Summer is going to be a little noisier this year on the East Coast. Once the soil temperatures rise sufficiently, billions of cicadas are expected to emerge after spending 17 years underground. The soon-to-emerge cicadas were born in 1999 and spent the years feasting on secretions from plant roots. After toiling in the dirt for close to two decades, the cicadas will climb a tree, shed their nymphal shell, and proceed to get dirty — in the figurative sense.

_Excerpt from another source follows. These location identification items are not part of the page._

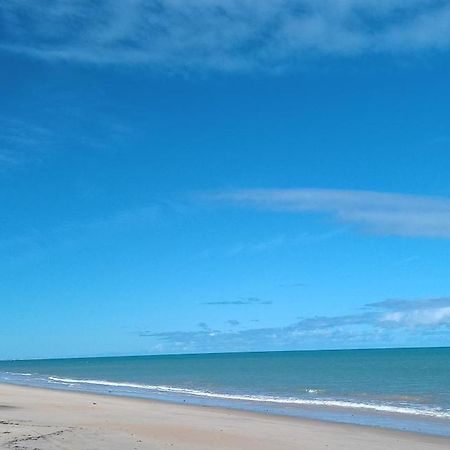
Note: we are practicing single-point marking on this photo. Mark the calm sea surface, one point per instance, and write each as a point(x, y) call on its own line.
point(397, 388)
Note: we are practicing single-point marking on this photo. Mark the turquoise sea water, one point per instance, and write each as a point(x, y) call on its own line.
point(398, 388)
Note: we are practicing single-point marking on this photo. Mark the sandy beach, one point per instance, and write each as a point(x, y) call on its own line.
point(42, 419)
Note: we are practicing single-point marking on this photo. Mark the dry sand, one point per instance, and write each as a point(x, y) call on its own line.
point(34, 419)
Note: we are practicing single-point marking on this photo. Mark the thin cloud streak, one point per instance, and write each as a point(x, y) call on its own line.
point(375, 324)
point(374, 212)
point(240, 302)
point(220, 35)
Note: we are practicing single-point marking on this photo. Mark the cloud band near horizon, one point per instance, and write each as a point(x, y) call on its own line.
point(374, 212)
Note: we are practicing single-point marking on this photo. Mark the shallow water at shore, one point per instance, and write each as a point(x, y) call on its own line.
point(401, 388)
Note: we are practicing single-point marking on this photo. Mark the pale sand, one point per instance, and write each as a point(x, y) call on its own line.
point(44, 419)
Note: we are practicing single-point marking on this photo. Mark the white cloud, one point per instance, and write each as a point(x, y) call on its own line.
point(384, 213)
point(379, 324)
point(224, 35)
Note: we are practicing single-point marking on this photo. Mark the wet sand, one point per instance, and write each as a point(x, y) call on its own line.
point(32, 418)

Locations That Will Be Abuzz
The batch of 17-year cicadas set to surface in April or May, called Brood V, is comprised of three different species: Magicicada cassinii, Magicicada septendecim and Magicicada septendecula. They’ll start popping out of the soil when temperatures 8 inches beneath the surface reach 64 degrees Fahrenheit, which is expected to occur by May or late in April. There are 15 different cicada broods, and the designations are based on the calendar year in which they emerge. Brood VI, for example, will emerge in 2017 in parts of Georgia, North Carolina and South Carolina. You can expect to hear Brood V cicadas in parts of Maryland, New York, Ohio, Pennsylvania, Virginia and West Virginia, according to
The website has compiled detailed, county-by-county information to find ideal emergence locations.
Getting Busy
After spending 17 years in the soil, life for a cicada moves into overdrive. Adults live just two to four weeks after they emerge — most of that time is spent mating. The loud buzzing you hear during a cicada invasion is the chorus of males attempting to sing a seducing song to a female. The males “sing” their song with specialized noisemakers, called tymbals, which are structures of the exoskeleton located on both sides of their abdominal region. Males produce sound by flexing and relaxing muscles attached to their tymbals. After cicadas mate, females lay hundreds of rice-sized eggs in tree branches. They’ll hatch a few weeks later and head underground, which will serve as their home until 2033.
Why a Cycle?
Species of cicadas emerge on 17- and 13-year cycles, and scientists believe this cyclical strategy evolved as a way to overwhelm predators with shear numbers. When billions upon billions of bugs take over a small area, local birds can only eat so many. Therefore, a large number of cicadas survive to spread their seed. However, there’s a mystery here: populations of birds that eat insects are typically on the decline before an emergence event. Two years after the cicadas emerge, the bird populations boom. According to researchers’ theory, cicadas might be modulating bird populations through unknown mechanisms. Cicada emergence events always occur in prime numbers. That may reduce their chances of predation, since most predators have lifespan cycles of roughly 2 to 5 years. Emerging every 13 or 17 years might reduce the odds that predators will be experiencing a surge in population during emergence years. And, by the way, every so often 13-year and 17-year brood emergence events occur at the same time in overlapping territories. The next simultaneous emergence event will occur in Missouri in 2219.